Deploy Invoice Ninja, Twenty CRM, Chatwoot, Cal.com, Plane, Listmonk, OpenSign, and Outline on your own VPS in a single step.

We have added eight business application stacks to the RackWorks deploy catalog. Each one is a complete, self-hosted alternative to a SaaS product you are probably already paying for, and each runs on infrastructure you control on NVMe and SSD storage behind a 1Gbps uplink.

These are not bare images you have to assemble. Each stack provisions the application, its database, and supporting services together so the instance comes up ready to configure through its own web interface.

What shipped

Invoice Ninja

Invoicing, quotes, and payment tracking. Issue invoices, send recurring billing, accept online payments through your own gateway connections, track expenses, and run client portals. If you are running a service business and want billing data on your own server instead of a third party's, this is the stack.

Twenty CRM

A modern customer relationship manager with a record-based data model for people, companies, and opportunities. Build pipelines, log activity, and customize fields and views. A self-hosted option for teams that want CRM data under their own roof.

Chatwoot

A shared customer support inbox. Connect website live chat, email, and messaging channels into one agent console, route conversations, leave private notes, and use canned responses. Good for support and sales teams that want every customer conversation in one place.

Cal.com

Scheduling and booking. Publish booking pages, set availability rules, manage event types, and let people book time without the back-and-forth. A self-hosted scheduling layer you can put on your own domain.

Plane

Project and issue tracking. Organize work into projects, cycles, and modules, track issues through custom states, and plan with list, kanban, and timeline views. A self-hosted home for product and engineering work.

Listmonk

A newsletter and mailing list manager built for volume. Manage subscriber lists, segment with queries, design campaigns, and send through your own outbound mail configuration. Sending from infrastructure you control means your list and your delivery setup stay yours.

OpenSign

Electronic signatures. Upload documents, place signature and field markers, send to signers, and collect legally meaningful signatures with an audit trail. A self-hosted alternative for contracts and agreements you would rather not route through an outside vendor.

Outline

A team knowledge base and wiki. Write documentation in a fast editor, organize it into collections, search across everything, and keep internal knowledge structured. A self-hosted documentation home for your team.

Why run these yourself

Every one of these stacks replaces a recurring per-seat subscription with a fixed-cost VPS. Your data stays on a server you administer, in a Detroit-area datacenter with redundant, low-latency Midwest connectivity. You set the backup schedule, you hold the access, and you decide when to upgrade. There is no seat ceiling and no vendor reading your customer conversations or your contracts.

How to deploy one

  1. Open the deploy catalog in your RackWorks control panel and select the business app stack you want.
  2. Choose a plan. CRM, support inbox, and project tools are comfortable on a modest instance to start. Listmonk for large campaigns and Plane or Outline for active teams benefit from more RAM, and all of them sit on NVMe and SSD storage.
  3. Provision. The stack installs the application and its database together and brings the services up.
  4. Point a domain or subdomain at your instance and complete first-run setup inside the application: create the initial admin account, set your organization details, and configure outbound mail where the app sends notifications or campaigns.

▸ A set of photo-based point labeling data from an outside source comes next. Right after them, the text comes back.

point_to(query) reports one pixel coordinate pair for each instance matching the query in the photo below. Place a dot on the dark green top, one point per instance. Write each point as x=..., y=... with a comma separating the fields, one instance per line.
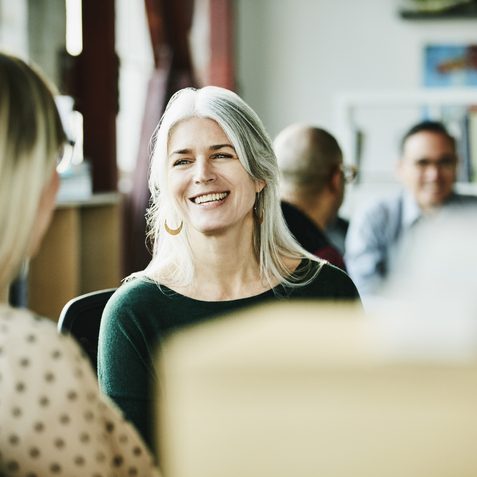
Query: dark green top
x=140, y=314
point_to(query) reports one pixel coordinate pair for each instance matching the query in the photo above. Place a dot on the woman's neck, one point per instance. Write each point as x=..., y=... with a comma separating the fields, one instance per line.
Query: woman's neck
x=4, y=295
x=226, y=268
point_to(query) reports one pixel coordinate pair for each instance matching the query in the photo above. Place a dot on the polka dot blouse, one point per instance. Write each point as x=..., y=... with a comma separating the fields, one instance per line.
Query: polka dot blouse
x=53, y=420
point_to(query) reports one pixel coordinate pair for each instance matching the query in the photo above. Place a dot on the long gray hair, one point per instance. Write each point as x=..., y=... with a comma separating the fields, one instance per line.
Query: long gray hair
x=172, y=261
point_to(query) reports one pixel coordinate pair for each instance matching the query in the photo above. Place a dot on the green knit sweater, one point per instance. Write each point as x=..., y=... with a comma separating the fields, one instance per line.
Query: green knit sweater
x=140, y=314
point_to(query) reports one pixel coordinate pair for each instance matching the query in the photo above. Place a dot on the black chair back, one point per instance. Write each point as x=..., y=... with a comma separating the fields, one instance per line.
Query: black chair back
x=81, y=317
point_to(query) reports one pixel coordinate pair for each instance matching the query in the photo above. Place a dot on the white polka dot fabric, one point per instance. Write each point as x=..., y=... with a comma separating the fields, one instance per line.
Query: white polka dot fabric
x=53, y=420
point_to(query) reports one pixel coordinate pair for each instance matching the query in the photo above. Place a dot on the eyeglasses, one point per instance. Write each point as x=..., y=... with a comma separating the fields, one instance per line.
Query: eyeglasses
x=349, y=172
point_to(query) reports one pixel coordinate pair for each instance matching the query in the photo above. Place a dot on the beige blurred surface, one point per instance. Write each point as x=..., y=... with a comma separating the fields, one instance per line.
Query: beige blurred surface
x=302, y=389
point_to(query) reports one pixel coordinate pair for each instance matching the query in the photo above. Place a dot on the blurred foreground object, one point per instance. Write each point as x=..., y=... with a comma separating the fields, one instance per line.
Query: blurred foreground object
x=303, y=389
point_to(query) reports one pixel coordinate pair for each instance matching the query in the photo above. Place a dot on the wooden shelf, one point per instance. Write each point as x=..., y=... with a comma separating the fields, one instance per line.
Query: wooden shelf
x=80, y=253
x=466, y=11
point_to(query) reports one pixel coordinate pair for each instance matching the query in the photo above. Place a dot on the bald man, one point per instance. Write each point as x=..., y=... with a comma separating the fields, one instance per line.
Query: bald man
x=312, y=186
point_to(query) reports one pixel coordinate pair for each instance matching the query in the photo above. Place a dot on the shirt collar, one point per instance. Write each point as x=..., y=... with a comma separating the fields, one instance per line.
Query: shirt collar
x=410, y=211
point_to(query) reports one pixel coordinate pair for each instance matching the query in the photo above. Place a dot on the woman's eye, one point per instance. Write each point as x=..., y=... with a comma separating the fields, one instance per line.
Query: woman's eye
x=180, y=162
x=222, y=155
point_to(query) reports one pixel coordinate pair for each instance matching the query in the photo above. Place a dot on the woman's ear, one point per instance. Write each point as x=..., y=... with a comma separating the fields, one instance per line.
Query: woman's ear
x=259, y=186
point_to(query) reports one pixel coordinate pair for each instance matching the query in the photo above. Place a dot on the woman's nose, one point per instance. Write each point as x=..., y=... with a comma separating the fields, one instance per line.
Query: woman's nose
x=203, y=172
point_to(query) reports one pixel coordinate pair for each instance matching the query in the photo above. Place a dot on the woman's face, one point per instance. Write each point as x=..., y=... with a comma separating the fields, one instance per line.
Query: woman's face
x=213, y=191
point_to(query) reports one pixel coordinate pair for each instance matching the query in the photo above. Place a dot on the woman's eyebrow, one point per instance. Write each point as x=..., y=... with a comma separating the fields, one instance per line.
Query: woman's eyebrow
x=215, y=147
x=180, y=151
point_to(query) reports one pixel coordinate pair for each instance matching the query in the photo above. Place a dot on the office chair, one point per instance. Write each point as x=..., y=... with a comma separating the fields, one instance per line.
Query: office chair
x=300, y=389
x=81, y=318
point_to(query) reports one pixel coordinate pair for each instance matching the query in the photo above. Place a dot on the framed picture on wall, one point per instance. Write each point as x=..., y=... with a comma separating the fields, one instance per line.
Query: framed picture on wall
x=450, y=65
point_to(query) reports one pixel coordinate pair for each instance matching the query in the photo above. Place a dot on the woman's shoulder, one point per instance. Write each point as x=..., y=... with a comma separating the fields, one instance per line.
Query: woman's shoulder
x=136, y=290
x=326, y=281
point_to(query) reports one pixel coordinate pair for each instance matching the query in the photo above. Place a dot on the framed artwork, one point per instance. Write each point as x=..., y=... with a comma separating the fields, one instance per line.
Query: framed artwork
x=450, y=65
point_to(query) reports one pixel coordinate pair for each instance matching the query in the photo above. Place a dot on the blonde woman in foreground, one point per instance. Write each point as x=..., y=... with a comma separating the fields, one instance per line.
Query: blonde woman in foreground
x=53, y=420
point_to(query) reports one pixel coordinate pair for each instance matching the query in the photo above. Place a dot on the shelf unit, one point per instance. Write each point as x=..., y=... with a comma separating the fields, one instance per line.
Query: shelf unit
x=79, y=253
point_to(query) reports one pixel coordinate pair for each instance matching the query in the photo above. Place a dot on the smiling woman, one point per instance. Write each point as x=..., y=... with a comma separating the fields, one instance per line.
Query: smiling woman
x=220, y=242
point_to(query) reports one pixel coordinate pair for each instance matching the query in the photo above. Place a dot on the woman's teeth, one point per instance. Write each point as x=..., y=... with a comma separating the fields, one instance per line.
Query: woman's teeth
x=210, y=197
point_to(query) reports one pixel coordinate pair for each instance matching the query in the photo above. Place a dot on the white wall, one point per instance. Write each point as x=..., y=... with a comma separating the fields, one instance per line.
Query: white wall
x=296, y=58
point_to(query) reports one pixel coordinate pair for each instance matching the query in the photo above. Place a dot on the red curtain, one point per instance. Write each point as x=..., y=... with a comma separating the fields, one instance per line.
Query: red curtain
x=169, y=25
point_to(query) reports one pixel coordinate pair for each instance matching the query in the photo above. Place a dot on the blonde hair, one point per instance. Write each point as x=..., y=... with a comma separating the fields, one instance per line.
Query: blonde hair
x=172, y=261
x=31, y=135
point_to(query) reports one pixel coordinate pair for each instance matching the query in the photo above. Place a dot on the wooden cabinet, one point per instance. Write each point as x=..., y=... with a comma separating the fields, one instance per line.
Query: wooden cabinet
x=80, y=253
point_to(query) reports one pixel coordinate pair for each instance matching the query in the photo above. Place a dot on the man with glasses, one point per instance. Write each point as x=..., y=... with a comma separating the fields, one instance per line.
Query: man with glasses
x=427, y=171
x=313, y=180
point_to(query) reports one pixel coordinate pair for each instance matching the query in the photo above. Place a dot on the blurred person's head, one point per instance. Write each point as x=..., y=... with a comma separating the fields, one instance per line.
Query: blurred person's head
x=31, y=140
x=428, y=163
x=312, y=172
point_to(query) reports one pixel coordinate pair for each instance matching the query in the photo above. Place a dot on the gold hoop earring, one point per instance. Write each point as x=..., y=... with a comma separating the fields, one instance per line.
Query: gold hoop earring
x=173, y=231
x=258, y=215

After that you are working in the application itself. Invoice Ninja wants your company profile and payment gateway. Chatwoot wants its channels connected. Listmonk wants your sending configuration and your first list. Cal.com wants your availability. Each one walks you through its own onboarding from there.

A note on running production apps

These are real tools holding real business data, so treat them that way. Keep regular backups, apply application updates as they are released, and use a separate instance for anything you would not want to lose. Our network carries a 99% uptime SLA, and the rest, your update cadence and your backup discipline, is in your hands, which is the point of self-hosting.

All eight stacks are live in the catalog now. Pick the one that retires a subscription you are tired of paying, and deploy it today.